Pop quiz time: If something unexpected happened in your life and you urgently needed $1,000, what would you do?
- I would use my rainy day fund to cover the expense.
- I would pay for it with my credit card.
- I would borrow money from friends or family.
- I would cut down spending in other areas to be able to pay for it.
Only 37% of Americans can confidently select A.
Even though we are armed with knowledge on how to save and are aware of technological advances that help with managing our finances, as a nation, we still struggle to build emergency funds to help get us through tough times. We asked three people from the HTFFFCU team about the feasibility, importance and their strategy when it comes to their own emergency funds.
Joe, Melinda and Pam; a records clerk, a financial services representative and our vice president of finance. One part time student and two full time employees. Very different people with different experiences, yet certain similarities are hard to miss. They all have emergency funds and they have all decided to share their savings stories with us.
An emergency fund? Say what?
Even though the idea of having an emergency fund may seem like common knowledge, out of the three interviewed only Pam was taught about the importance of savings. Her father made sure she knew how crucial it was to be prepared for life emergencies. Joe and Melinda weren’t that fortunate. They had to teach themselves. Joe observed the daily struggled in his family home. Melinda learned about the importance of saving the hard way.
Starting an emergency fund.
Melinda, a financial services representative started her emergency fund in her late twenties. “There were times in my early adulthood that I was living paycheck to paycheck and I didn’t have any leftover money to save. These were hard times,” she admits. “As soon as I was in a position to start saving, I started a ‘rainy day’ fund and I keep adding to it every paycheck.”
Joe, a computer science student and part-time HTFFFCU records clerk, started his emergency fund at the age of 22. It was not a coincidence that he commenced his employment at the credit union exactly at the same time. “It’s ideal to start building your fund early,” explains Joe, “but you cannot do it until you start making money.” For almost two years now, Joe has been faithfully putting away small sums every time he receives a paycheck.

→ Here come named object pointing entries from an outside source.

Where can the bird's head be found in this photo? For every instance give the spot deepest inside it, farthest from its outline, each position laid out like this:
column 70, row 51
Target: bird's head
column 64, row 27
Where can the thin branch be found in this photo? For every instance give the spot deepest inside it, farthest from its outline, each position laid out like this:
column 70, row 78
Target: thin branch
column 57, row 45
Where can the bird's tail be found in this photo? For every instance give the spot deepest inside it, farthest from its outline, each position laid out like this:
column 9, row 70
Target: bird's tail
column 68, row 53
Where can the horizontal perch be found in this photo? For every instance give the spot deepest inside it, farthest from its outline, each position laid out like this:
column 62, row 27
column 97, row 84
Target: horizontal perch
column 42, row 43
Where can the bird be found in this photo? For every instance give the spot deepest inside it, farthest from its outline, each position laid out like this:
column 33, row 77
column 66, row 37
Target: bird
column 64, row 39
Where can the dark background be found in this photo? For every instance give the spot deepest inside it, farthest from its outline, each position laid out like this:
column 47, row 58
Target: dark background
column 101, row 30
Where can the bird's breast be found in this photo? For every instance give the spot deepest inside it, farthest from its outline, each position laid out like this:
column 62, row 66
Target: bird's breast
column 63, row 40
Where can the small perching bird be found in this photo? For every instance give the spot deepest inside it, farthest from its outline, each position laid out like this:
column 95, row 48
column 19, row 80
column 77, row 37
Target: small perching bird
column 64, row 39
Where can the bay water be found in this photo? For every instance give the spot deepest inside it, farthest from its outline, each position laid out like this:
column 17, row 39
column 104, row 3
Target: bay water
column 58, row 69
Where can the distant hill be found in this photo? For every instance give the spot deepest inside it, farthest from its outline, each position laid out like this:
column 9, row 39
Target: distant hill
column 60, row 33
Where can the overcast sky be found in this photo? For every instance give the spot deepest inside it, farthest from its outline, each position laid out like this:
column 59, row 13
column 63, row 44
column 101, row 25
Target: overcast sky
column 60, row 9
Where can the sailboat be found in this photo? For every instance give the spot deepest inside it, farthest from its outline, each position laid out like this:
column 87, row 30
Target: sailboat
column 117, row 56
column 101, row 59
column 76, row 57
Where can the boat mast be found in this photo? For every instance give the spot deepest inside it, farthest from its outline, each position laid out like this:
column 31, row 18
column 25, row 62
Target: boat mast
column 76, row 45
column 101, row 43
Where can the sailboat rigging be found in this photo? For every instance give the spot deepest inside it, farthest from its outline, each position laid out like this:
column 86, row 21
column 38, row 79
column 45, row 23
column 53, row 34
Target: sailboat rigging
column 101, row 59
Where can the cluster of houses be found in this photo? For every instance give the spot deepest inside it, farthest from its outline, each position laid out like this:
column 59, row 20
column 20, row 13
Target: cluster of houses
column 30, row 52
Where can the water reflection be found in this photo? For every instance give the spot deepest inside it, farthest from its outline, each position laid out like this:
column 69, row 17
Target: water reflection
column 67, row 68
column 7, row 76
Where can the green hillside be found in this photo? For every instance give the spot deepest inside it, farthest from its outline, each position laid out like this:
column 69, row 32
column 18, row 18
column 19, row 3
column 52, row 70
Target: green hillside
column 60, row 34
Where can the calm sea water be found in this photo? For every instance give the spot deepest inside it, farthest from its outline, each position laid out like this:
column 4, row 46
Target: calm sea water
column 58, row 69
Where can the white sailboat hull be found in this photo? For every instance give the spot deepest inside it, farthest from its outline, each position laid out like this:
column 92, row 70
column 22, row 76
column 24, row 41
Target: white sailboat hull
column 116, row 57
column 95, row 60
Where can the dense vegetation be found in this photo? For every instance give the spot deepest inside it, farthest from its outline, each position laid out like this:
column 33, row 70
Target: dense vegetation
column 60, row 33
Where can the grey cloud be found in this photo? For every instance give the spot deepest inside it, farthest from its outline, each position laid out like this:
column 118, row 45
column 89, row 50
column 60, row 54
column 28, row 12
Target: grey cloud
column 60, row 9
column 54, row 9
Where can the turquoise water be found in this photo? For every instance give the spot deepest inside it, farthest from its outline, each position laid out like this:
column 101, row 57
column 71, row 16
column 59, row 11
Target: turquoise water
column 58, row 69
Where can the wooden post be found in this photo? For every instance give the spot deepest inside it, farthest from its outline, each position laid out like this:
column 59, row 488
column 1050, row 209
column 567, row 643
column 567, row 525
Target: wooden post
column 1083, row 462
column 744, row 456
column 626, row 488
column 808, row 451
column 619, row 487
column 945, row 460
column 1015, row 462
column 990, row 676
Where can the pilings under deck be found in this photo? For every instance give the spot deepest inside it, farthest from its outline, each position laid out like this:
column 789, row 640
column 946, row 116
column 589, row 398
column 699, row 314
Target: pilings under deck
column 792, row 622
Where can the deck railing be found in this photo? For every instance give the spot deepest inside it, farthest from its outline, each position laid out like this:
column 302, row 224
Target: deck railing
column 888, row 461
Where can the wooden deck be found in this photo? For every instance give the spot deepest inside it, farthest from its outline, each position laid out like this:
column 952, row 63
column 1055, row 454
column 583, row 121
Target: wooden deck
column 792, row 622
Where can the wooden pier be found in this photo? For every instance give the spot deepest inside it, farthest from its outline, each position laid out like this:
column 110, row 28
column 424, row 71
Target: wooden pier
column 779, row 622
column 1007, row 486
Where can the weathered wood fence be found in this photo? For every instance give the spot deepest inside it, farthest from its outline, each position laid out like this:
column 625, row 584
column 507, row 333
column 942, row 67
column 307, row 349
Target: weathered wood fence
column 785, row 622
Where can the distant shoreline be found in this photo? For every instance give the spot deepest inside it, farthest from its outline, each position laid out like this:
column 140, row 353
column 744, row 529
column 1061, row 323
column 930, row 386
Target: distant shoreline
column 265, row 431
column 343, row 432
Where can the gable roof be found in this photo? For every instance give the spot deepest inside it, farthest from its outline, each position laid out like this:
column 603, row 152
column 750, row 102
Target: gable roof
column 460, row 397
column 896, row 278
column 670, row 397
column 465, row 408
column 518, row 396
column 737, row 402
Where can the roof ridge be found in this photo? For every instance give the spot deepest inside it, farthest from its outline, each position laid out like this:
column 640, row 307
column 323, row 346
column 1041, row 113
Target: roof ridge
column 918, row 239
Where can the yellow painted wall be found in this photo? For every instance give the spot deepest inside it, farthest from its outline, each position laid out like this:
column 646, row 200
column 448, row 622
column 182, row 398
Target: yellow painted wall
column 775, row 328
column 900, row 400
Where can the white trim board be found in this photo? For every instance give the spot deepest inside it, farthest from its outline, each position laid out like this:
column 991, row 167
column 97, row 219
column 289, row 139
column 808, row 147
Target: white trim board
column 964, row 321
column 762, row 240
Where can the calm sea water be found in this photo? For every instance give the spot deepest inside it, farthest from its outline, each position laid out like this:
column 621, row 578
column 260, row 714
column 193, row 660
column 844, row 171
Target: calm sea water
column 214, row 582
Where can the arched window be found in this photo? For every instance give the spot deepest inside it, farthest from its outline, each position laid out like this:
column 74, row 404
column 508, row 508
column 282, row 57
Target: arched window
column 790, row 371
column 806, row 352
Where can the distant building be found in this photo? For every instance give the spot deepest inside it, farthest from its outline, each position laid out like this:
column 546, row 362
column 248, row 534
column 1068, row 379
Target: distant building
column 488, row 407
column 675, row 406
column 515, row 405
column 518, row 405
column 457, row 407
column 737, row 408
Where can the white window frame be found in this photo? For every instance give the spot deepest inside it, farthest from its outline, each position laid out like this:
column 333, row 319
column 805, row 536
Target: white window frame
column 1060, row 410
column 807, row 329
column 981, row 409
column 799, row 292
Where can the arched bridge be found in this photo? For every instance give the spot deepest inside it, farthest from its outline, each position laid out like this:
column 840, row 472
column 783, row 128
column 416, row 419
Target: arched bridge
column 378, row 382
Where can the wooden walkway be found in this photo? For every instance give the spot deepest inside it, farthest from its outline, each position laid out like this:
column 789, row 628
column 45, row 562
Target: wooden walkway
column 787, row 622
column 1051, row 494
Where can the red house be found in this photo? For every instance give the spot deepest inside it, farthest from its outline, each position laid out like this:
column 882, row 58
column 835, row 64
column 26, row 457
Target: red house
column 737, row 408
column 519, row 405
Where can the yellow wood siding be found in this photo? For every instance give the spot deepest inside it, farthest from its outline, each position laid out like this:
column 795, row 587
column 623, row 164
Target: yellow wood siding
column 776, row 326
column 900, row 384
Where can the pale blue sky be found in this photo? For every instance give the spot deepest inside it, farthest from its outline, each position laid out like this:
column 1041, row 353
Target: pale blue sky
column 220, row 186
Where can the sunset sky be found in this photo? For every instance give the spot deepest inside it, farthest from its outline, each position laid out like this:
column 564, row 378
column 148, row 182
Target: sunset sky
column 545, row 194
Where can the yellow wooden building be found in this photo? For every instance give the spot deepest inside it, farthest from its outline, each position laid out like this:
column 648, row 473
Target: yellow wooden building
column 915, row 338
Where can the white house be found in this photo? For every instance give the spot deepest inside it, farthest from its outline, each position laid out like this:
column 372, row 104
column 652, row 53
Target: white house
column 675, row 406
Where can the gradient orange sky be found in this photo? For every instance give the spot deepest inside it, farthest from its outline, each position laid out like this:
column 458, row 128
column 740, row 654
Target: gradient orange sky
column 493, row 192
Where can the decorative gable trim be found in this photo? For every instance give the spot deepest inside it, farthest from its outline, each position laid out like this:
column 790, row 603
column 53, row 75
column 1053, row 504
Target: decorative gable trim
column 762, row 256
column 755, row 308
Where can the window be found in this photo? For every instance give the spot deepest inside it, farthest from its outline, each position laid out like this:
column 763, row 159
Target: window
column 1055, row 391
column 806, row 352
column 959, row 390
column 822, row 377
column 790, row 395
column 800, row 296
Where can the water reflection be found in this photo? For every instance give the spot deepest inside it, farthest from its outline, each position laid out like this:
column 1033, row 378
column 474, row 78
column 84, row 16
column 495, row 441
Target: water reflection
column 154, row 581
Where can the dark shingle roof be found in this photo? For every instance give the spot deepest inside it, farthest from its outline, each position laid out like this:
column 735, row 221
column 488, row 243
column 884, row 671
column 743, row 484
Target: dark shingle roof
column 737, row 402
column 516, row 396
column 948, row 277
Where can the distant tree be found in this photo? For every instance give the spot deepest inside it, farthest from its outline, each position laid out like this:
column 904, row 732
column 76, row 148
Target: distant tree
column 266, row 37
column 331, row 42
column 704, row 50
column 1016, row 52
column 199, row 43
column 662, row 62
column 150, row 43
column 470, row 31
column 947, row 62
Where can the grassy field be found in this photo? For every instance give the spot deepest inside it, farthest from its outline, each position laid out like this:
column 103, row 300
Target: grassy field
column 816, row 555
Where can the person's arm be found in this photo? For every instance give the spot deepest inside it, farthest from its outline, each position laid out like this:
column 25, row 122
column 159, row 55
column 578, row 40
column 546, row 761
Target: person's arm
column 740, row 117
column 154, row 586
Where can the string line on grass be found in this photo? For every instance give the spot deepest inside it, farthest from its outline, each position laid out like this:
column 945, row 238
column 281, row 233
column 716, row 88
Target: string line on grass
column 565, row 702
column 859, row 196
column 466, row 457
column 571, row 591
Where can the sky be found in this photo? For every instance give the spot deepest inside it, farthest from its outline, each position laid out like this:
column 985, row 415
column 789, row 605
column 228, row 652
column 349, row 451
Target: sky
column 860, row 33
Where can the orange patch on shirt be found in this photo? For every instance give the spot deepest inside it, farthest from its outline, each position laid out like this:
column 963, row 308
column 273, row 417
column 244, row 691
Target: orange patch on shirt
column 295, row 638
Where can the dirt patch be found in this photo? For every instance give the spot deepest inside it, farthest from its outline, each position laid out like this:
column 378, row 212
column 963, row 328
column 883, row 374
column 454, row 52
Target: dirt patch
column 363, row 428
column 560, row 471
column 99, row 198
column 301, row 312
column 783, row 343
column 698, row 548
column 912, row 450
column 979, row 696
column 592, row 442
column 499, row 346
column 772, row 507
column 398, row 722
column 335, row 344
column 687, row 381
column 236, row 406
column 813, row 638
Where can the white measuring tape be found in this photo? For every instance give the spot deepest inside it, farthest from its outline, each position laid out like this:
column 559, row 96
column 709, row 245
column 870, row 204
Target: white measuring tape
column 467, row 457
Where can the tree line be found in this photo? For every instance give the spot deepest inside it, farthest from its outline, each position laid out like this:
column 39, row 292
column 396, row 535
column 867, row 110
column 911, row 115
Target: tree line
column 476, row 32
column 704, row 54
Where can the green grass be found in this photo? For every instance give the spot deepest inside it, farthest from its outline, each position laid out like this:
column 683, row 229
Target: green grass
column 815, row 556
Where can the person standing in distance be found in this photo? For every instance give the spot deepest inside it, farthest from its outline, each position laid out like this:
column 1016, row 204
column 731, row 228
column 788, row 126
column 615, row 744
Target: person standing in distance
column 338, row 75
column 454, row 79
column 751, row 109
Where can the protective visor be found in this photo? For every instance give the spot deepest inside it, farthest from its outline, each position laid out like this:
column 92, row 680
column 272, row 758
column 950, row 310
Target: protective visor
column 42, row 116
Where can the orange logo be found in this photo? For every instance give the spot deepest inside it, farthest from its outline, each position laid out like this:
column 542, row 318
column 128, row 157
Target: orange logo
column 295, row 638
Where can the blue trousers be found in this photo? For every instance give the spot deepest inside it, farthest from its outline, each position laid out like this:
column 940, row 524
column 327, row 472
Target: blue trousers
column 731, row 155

Pam, HTFFFCU’s vice president of finance, started her first rainy day fund when she was still a teenager. Soon, it was used to cover her college expenses. Pam’s second (and current) emergency account was opened when she was the same age as Joe, and not coincidentally, when she started her first job.
Using an emergency fund.
Since its inception, an emergency fund has helped Pam get through tough times without having to sacrifice her lifestyle. “I had a couple of expensive car repairs and had to replace my A/C unit a few years ago. The rainy day savings literally saved me at that time,” says Pam.
Melinda also had to use her emergency fund to cover various car related expenses. Although she occasionally uses a portion of her savings for pleasure. “It’s important to me to find the right balance in life between saving money and rewarding myself. Whenever I am happy with the balance in my emergency account, I am open to spending some money, on a trip for example,” says Melinda. “I’d never deplete this account for pleasure though. I would only empty it if needed, in an emergency. That’s what I opened it for.”
Managing an emergency fund.
Both Joe and Melinda keep adding any leftover money to their emergency funds even after their regular transfers have gone through. They agree that it’s important to save the extra money as opposed to spend it on unnecessary things. In addition to her regular transfers, Pam also adds to her emergency account. She has a different method though. Whenever she receives a pay increase or a bonus, she would add all or most of it to her savings account. That way she ensures that her fund is continually growing. Pam also periodically reviews her emergency account and if she’s happy with the balance, she withdraws a sum of money to invest it. “I need to have a fall back in life and that’s what my emergency fund is for,” says Pam. “But I also want to see my money making more money for me. That’s why I invest a portion of my emergency fund.”
Learning from experience.
If Pam could give her best advice to the readers, she would suggest to start small. “Even if you cannot put away much, put away something,” she says. “You will see that even $5 per month can make a difference when something unexpected occurs.”
“And don’t live beyond your means because this can easily turn into a spiral of debt,” adds Melinda.
“Saving for emergencies is hard,” sums up Joe. “It’s because you’re saving for an undefined purpose, a mysterious emergency that may never happen. But it gives me great peace of mind that should the unexpected happen, I am, prepared, at least to an extent.”
Participants in the discussion:
Joe is a part time records clerk and computer science student by day and an avid video games player by night.
Melinda, a financial services representative, handles delinquent credit cards, legal and repo accounts. When she’s not at work, she loves spending her time fishing and going on long road trips.
Pam, vice president of finance, oversees the credit union accounting and budgeting. She loves to spend her free time with family and friends.